Deletes the passed Sample from the Edgify system.

  • For specialized use cases. Please consult your Customer Success Team.

Important Logs

Make sure you write to the SCO application log upon each call to Edgify's APIs. Include timestamp and the meta data sent and received.

Documentation

Please provide basic documentation or a short video showing how to use / navigate the integration and staff logins or backend menus included in your application software.

Testing Integration of Self CheckOut

After integration we do recommend jumping on a call with Edgify Sales Engineer (SE) to test the integration.

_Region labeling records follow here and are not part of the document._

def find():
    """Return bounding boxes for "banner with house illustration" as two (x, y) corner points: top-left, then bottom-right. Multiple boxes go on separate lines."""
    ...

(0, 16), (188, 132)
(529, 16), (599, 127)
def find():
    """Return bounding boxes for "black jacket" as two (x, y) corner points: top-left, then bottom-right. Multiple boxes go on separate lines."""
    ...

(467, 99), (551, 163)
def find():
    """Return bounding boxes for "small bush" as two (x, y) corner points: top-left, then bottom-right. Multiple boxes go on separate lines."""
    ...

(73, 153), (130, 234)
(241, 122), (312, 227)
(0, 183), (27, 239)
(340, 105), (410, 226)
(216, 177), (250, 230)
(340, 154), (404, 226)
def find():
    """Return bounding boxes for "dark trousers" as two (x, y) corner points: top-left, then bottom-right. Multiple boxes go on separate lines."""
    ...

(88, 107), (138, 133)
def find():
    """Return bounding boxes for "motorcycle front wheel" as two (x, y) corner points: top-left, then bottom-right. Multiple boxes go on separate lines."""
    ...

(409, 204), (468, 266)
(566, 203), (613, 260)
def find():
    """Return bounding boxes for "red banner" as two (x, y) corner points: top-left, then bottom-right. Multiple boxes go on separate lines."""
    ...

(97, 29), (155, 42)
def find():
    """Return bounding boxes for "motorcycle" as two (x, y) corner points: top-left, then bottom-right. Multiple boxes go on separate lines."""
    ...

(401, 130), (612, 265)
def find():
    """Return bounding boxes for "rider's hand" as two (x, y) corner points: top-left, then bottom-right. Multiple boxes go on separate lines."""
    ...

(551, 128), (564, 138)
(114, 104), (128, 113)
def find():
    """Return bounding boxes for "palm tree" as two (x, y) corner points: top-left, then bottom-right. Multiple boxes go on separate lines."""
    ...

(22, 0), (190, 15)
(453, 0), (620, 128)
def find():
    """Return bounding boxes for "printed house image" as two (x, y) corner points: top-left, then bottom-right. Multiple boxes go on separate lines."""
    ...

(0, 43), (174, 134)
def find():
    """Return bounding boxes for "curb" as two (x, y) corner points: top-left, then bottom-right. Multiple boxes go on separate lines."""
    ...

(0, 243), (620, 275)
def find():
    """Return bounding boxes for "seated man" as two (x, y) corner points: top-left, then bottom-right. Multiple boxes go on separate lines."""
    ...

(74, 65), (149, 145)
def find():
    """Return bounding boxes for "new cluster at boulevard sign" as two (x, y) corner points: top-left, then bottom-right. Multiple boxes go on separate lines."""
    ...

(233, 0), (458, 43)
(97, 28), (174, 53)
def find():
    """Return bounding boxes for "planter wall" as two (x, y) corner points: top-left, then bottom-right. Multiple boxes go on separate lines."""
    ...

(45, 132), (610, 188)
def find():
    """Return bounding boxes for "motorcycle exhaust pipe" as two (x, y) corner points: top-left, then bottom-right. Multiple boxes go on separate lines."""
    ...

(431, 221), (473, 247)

A few use cases should be tested after integration:

  • Edgify returns 1 item
  • Edgify returns multiple items
  • Edgify returns “Unknown”
  • Edgify Certain: true - (If this flow was implemented)
  • Edgify gets GT with the correct data.
  • Edgify is down (no response)
  • Toggle Silent/Active Mode

Note: For developing & testing purposes Edgify can change the configuration to provide any of the above flows every time by changing the agent parameters.

Data Collection Flow

Edgify recommends you Implement a flow for collecting product image samples and SKUs for new Products In order to be able to add new SKUs to the system without having to wait for customers actually buying each item 500 times. You might want to add to your client software the capability to capture images of new items faster. Hence, it's important that the client software will implement a feature for capturing multiple images and ground truth rapidly.